The first two games last season were a train wreck. In my view a lot of that was due to poor player selection. Those high scring defeats crulled the whole season.
I liked the thoughts of Paul Roos on the importance of defence. Sadly lacking from the dogs at the start of the season. Paul says players have attacking skills but you have to drum defence into them. Here is what he said which perhaps echos the 'dogs of war' objective.
Third, teams that win sports championships throughout the world are the best defensively. People sometimes think they’re not doing enough in attack during a regular season but come finals time, defence invariably wins competitions. Attack-and-talent based teams have their good days during a season and beat the best teams. But great defensive teams create pressure and turnovers.
They win high-pressure games. They’re physical and aggressive. The team no one else wants to play — that’s where you want to get to. Strong defensive teams can still be high scoring, because points are needed on the board, but that comes after the real work gets done.

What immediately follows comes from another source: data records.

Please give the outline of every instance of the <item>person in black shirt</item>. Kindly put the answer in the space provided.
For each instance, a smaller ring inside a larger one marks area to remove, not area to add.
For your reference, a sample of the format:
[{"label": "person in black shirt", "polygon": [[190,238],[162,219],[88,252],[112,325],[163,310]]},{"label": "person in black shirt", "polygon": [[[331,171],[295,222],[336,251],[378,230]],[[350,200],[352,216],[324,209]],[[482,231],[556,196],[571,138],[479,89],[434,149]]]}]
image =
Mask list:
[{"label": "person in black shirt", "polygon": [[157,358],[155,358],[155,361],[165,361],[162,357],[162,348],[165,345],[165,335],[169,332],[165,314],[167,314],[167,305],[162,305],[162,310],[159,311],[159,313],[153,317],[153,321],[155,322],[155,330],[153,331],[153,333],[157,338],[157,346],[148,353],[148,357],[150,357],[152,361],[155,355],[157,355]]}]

At an elite level, your players already have attacking skill. You have to drum the hard-nosed, unglamorous sides of the game into them. You want to frustrate the opposition. Build a defence that no other team finds easy to break.
It was our mantra at the Demons — be the team everyone hates playing. That doesn’t come from playing fancy. You get tough around the football.

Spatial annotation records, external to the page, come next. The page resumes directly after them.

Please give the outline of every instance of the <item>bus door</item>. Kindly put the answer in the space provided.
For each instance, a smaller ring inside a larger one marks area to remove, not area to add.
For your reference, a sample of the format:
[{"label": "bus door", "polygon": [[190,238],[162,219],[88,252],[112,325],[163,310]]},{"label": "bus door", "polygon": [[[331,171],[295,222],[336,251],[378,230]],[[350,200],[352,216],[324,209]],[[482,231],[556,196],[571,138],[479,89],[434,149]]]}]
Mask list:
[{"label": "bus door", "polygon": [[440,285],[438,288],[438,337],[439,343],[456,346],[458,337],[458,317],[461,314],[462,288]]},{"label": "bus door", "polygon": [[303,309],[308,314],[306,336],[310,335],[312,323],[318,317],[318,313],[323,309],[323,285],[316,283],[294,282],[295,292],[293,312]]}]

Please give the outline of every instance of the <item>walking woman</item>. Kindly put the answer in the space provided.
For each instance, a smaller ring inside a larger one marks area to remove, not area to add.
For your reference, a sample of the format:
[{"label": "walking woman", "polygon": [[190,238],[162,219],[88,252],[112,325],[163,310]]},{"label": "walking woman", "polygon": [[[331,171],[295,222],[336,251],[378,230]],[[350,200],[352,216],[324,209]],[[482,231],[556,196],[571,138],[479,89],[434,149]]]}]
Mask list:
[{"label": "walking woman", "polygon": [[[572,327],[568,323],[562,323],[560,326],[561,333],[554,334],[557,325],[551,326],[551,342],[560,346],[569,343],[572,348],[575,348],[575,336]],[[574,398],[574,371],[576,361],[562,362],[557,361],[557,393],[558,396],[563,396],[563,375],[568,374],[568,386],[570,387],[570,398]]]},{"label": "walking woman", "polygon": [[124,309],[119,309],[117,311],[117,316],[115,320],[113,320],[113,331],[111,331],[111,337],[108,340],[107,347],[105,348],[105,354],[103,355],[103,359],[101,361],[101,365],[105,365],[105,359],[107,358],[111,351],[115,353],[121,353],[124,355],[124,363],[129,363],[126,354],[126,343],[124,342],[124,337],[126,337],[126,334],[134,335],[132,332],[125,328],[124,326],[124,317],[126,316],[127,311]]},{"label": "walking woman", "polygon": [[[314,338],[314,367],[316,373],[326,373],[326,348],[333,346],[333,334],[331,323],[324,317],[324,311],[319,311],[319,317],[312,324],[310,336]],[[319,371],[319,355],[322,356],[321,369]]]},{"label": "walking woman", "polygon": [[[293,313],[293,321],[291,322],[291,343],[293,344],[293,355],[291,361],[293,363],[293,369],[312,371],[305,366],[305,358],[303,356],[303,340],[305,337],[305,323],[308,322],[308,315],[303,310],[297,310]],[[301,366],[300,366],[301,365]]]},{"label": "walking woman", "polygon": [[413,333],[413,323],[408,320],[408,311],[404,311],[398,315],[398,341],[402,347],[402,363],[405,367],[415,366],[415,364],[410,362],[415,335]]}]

Be defensively strong and consistent and keep building on that. Be physical. Be tough to score against. Offence is talent, and defence is mentality. Defence is more controllable. Everyone can be taught a consistent defensive mindset.
There’s more talented players than not when you’re a high-level coach. Ball in hand, they’re ahead of the curve. If anything needs to be drummed into them, it’s the basics. Over and over again. Until it’s boring. Because boring makes you good. Boring makes you consistent. Boring gives you regular behaviours and selections and the execution of game plans. Then you add your imaginative layers. But there’s a simplicity to knowing what everyone’s role is. How you act and behave on and off the field.
If you’re a behavioural-based team, your performance rarely drops. I think of Hawthorn and the Melbourne Storm. If you’re a talent-based, experimental team, you’ll have your good days when you beat one of the better teams. But it won’t last, and it will crack under pressure. The great teams have loads of talent … but they have a focus on behaviours, roles, routines and the basics.